Desde el inicio de mi viaje yo tenía una pequeña ambición frustrada: encontrar un lugar que me gustara y quedarme ahí viviendo por unos meses. No suena muy difícil, pero lo cierto es que circunstancia tras circunstancia terminé siempre arrastrado por el viento. Igualmente apostaba todo a que esta vez, en Hobart,iba a tener mi lugarcito.
Y
lo fue. Pero, otra vez, nada salió como esperaba.
Empecemos:
cuando me fui de Devonport a Hobart haciendo dedo tuve mucha suerte:
dos minutos pulgar arriba y viaje derecho hasta la puerta del
Imperial Backpackers, céntrico y con buen Wi Fi.
Reservé
habitación, pedí que me pusieran en la lista de posibles
housekeepers (para trabajar unas horitas a cambio de cuarto gratis,
como ya había hecho en Nueva Zelanda), y me fui a encontrar con dos
argentinas que había contactado previamente a través de facebook.
Nos
caímos bien mutuamente y esa misma noche fuimos a un grupo de
Conversaciones en Español (donde se reúnen latinos varios, europeos
y locales con ganas de aprender).
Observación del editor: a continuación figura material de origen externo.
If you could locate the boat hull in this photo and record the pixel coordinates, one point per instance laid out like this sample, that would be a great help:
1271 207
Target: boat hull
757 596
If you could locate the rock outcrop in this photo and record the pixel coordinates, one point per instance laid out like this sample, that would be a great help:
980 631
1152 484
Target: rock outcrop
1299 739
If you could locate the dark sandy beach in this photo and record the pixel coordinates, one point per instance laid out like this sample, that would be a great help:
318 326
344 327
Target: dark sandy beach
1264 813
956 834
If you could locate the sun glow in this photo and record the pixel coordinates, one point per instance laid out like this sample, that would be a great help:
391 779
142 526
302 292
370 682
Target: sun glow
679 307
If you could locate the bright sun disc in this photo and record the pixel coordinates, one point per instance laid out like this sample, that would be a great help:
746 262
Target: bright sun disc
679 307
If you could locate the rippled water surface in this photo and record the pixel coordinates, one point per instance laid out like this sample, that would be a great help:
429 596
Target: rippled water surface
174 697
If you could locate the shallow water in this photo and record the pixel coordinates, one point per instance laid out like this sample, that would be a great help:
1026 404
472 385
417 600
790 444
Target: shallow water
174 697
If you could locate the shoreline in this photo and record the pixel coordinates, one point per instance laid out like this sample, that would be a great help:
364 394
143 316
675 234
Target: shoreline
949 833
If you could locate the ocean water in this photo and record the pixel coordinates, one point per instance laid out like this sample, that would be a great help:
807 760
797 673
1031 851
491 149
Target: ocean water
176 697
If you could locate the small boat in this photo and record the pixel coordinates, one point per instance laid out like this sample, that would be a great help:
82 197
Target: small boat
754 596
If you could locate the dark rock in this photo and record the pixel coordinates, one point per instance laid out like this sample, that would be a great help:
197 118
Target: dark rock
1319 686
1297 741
Sorpresa fue encontrarme a la
recepcionista del Imperial Backpackers y conocer a un australiano
que, tomador empedernido de mate, hincha de racing y fan de la cumbia
villera, era el más argento de todos.
Y
acá la hago corta: conseguí ese trabajito en el hostel, donde me
tocó cambiar sábanas, limpiar cuartos y limpiar la cocina de punta
a punta, y me quedé unos cuatro meses. Con el tiempo logré que
me dieran una habitacioncita privada (sin ventana pero sin ronquidos
compartidos), y me hice amigo de medio mundo.
Amigo
de huéspedes que vivían ahí desde hacía rato (como una chilena
con acento bonaerense y mucho sentido del humor), amigo de huéspedes
de paso, amigo de otros empleados y empleadas (a muchos de los cuales
entrené y los vi irse), amigo de gente del grupo de Conversación, amigo del sol en la cocina y la brisa suave en las mesas de afuera, amigo de los yuyos del techo y de la única ducha con buen chorro de agua.
Y
hubo peleas, intrigas, agravios, puñales por la espalda, serruchos
bajo los pies, amores correspondidos y corazones rotos,
fiestas varias, cerveza gratis por el fin de año, renuncias masivas, gente que desapareció, buenos ratos junto a las ventanas y todas esas cosas que, de alguna
manera, como era la segunda vez que las vivía, se pegaban menos a la
piel.
Y
me fui a mediados de enero, otra vez hacia Devonport, contento de
haber logrado mi pequeña ambición de una vez por todas.
Rafa Deviaje.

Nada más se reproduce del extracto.